WHAT DRIVES FAULT SYSTEM REORGANIZATION?

Laboratory and numerical experiments representing deformation over many earthquake cycles demonstrate that fault evolution includes episodes of fault reorganization that optimize work on the fault system. Consequently, the efficiencies of fault systems do not increase monotonically through their evolution and slip rates and seismic moment rates are not constant. New fault configurations can optimize the external work required to accommodate deformation, suggesting that changes in system efficiency can drive fault reorganization. Laboratory evidence and numerical results show that fault reorganization within accretion, strike-slip and oblique convergent systems is associated with increasing efficiency due to increased fault slip (frictional work and seismic energy) and commensurate decreased off-fault deformation (internal work and work against gravity).

Between episodes of fault reorganization, fault systems may become less efficient as they produce increasing off fault deformation. For example, laboratory and numerical experiments show that the interference and interaction between different fault segments may increase local internal work of a fault system. This accumulation of work triggers fault reorganization as stored work provides the energy required to grow new faults that reorganize the system to a more efficient configuration.
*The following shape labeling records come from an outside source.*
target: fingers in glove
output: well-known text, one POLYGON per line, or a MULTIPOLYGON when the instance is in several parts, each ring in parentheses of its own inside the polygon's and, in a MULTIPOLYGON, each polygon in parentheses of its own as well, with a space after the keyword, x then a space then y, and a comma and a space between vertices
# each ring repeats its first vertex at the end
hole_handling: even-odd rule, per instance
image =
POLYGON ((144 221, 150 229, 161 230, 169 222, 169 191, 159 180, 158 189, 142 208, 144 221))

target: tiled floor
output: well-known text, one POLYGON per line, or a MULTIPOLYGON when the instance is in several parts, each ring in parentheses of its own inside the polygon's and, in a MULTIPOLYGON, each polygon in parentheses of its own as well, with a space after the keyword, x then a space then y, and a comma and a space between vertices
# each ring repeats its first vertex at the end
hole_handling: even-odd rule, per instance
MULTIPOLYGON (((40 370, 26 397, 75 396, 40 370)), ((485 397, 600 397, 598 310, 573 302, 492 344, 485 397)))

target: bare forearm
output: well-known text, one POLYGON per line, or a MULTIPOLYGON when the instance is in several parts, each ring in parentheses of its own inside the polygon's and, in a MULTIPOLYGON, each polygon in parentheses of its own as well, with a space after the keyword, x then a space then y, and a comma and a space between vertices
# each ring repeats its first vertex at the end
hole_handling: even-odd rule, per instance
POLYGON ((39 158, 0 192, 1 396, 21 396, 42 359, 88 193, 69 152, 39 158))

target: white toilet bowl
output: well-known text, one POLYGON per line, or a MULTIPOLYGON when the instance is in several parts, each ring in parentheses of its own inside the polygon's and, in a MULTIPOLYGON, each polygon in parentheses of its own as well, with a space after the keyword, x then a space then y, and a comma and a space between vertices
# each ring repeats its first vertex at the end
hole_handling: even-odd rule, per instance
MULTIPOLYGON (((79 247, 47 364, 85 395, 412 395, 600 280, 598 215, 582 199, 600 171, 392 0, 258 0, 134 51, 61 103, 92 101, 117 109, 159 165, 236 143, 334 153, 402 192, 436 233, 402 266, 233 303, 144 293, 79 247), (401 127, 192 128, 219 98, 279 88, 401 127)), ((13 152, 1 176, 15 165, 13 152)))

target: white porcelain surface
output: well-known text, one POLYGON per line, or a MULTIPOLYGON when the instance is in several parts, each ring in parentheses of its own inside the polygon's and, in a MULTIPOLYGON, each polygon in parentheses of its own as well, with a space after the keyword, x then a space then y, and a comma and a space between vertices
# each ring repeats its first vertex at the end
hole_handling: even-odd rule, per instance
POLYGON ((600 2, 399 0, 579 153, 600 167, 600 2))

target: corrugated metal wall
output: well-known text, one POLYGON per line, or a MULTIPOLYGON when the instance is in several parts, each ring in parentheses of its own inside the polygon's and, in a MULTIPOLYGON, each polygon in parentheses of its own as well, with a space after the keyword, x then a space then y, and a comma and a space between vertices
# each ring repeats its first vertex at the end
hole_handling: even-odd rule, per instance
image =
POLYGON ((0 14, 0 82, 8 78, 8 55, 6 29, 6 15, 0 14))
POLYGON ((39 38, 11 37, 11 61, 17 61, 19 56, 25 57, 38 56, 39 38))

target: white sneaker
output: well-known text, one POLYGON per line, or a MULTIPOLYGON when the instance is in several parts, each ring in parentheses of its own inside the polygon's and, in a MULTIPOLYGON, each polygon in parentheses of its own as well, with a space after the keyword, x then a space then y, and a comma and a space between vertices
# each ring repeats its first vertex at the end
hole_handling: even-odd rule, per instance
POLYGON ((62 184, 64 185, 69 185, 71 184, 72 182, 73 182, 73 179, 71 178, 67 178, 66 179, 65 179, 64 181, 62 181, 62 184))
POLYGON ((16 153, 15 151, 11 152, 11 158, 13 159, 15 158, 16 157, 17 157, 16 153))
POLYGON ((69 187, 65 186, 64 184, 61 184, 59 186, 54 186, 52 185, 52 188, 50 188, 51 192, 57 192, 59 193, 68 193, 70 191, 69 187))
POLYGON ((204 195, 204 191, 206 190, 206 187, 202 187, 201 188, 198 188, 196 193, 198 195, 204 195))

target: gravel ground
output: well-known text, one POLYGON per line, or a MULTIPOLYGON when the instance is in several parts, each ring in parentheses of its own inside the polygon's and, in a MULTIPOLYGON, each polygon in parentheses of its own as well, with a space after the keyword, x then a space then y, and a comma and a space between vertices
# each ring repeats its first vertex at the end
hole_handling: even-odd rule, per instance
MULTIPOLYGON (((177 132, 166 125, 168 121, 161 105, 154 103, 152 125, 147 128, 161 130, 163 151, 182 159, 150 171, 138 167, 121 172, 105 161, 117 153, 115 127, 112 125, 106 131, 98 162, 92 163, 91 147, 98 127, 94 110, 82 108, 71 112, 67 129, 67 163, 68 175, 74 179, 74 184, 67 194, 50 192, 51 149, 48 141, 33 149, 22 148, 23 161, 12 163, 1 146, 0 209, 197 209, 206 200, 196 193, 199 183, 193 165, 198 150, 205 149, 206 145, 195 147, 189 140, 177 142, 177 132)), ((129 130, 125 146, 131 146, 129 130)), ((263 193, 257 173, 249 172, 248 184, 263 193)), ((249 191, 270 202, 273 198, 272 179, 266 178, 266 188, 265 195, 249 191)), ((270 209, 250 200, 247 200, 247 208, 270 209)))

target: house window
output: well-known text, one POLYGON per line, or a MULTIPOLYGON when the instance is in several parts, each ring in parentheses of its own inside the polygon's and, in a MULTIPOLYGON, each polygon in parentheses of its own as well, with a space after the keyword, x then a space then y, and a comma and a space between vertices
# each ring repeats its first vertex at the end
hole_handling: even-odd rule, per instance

The results of laboratory and numerical experiments reveal that we should expect crustal fault systems to reorganize following periods of increasing inefficiency, even in the absence of changes to the tectonic regime. In other words, fault reorganization doesn’t require a change in tectonic loading. The time frame of fault reorganization depends on fault system configuration, strain rate and processes that relax stresses within the crust. For example, stress relaxation may keep pace with stress accumulation, which would limit the increase in the internal work and gravitational work so that irregularities can persist along active fault systems without reorganization of the fault system. Consequently, steady state behavior, for example with constant fault slip rates, may arise either in systems with high degree of stress-relaxation or occur only within the intervals between episodes of fault reorganization.